THIS is apropos of the news item, ‘New order for aviation causes uncertainty’ (July 7). These uncertainties are actually ground realities.
To bring changes in the basic structure of any organisation, proper homework is required and that has been overlooked. Hence confusion galore.
Creation of the aviation division should have been done in 1995 as recommended by M/s Arthur D. Little and NatWest markets when it conducted a study on PIA.
Nawaz Sharif, as former prime minister, revived it in March 1999 and it was abolished by Gen ( r ) Musharraf after his takeover.
The new order was the need of the hour as the ministry of defence was the major obstacle in running the affairs of PIA, the Civil Aviation Authority (CAA) and the Airport Security Force (ASF).
It is incorrect to suggest that it will suffer coordination. In fact, in the absence of the ministry of defence the coordination shall be much better. The air space is manned by air traffic controllers drawn from PAF and CAA: they work in close coordination due to common airports and will continue performing their functions under new arrangements.
The recent air violation by Indian Air Force or any future violations have to be spotted by air traffic controllers and there are strict standard operating procedures to be followed; it makes no difference whether it is an intrusion or some secret mission.
There is no provision for the PAF officer as the number two, in fact even the director-general of the CAA, has to be from the regular cadre of the CAA.
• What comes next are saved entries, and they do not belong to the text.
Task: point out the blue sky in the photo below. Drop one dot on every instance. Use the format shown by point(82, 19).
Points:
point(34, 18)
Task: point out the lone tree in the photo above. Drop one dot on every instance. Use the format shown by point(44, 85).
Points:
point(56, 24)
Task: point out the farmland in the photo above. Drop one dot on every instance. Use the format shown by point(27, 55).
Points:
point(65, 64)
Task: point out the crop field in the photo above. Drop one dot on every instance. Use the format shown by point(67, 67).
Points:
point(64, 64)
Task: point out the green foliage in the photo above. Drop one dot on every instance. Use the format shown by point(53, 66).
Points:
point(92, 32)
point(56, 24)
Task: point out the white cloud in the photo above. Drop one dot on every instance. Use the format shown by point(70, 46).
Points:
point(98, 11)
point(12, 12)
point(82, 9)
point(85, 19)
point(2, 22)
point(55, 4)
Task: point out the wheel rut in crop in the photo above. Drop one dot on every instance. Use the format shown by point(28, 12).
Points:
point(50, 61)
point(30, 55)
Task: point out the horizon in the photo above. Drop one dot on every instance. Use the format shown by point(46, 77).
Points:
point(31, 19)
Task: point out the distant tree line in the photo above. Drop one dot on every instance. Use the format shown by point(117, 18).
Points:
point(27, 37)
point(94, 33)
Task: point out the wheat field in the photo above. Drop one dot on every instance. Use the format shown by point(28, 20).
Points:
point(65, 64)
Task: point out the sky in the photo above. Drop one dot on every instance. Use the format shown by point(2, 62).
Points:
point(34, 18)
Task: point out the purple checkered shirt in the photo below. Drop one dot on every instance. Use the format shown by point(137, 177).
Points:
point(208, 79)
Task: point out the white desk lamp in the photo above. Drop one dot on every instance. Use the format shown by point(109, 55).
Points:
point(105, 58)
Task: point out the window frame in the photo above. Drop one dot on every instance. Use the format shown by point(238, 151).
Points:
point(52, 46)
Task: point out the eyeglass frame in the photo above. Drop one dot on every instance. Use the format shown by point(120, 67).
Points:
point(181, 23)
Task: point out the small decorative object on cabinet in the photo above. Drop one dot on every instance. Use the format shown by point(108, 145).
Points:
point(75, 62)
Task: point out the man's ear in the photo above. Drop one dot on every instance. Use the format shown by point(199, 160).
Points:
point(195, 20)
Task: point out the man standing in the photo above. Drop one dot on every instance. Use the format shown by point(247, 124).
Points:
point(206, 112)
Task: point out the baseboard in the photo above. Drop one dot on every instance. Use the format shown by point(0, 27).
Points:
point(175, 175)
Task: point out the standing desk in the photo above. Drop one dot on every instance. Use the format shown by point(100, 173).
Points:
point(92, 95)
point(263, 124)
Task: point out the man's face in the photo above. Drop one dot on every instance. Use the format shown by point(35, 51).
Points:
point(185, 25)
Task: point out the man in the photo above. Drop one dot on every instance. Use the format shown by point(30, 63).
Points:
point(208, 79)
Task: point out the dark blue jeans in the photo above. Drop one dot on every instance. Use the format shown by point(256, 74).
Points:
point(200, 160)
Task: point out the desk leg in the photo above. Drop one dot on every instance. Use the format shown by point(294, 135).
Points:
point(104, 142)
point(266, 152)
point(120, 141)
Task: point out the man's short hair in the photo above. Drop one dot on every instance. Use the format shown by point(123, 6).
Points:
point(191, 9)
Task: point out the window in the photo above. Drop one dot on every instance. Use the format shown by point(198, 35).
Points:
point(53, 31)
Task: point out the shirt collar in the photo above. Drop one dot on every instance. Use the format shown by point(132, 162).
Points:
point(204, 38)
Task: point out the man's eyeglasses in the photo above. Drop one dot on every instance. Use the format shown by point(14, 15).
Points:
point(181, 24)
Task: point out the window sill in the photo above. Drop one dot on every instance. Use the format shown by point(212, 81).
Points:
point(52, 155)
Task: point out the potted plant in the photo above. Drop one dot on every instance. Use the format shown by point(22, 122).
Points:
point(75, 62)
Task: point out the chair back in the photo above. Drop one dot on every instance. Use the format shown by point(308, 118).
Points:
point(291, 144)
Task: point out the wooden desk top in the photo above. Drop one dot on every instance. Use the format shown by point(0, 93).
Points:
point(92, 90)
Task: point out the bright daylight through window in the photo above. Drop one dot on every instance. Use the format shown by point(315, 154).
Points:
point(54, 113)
The organisation is surrounded by uncertainties not because it is being placed under the aviation division but due to mismanagement, nepotism and sidelining senior officers.
The prime minister should review his decision of appointing number one and two to head the CAA according to rules.
The ASF will continue operating as before according to rules. It makes no difference if the reporting channel is changed. At present army officers are seconded to the ASF. So what if police officers are also seconded as they have a similar kind of training.
To remove uncertainties, preference has to be given to regular officers instead of bringing outsiders as it only breeds frustration amongst the permanent cadre of CAA officers. The indigenous officers of the CAA are the custodians of the customs and traditions of this institution. They are a true reflection of organisational development and attitude. If it is going worse, then logic can be found in the ill treatment being meted out to these officers.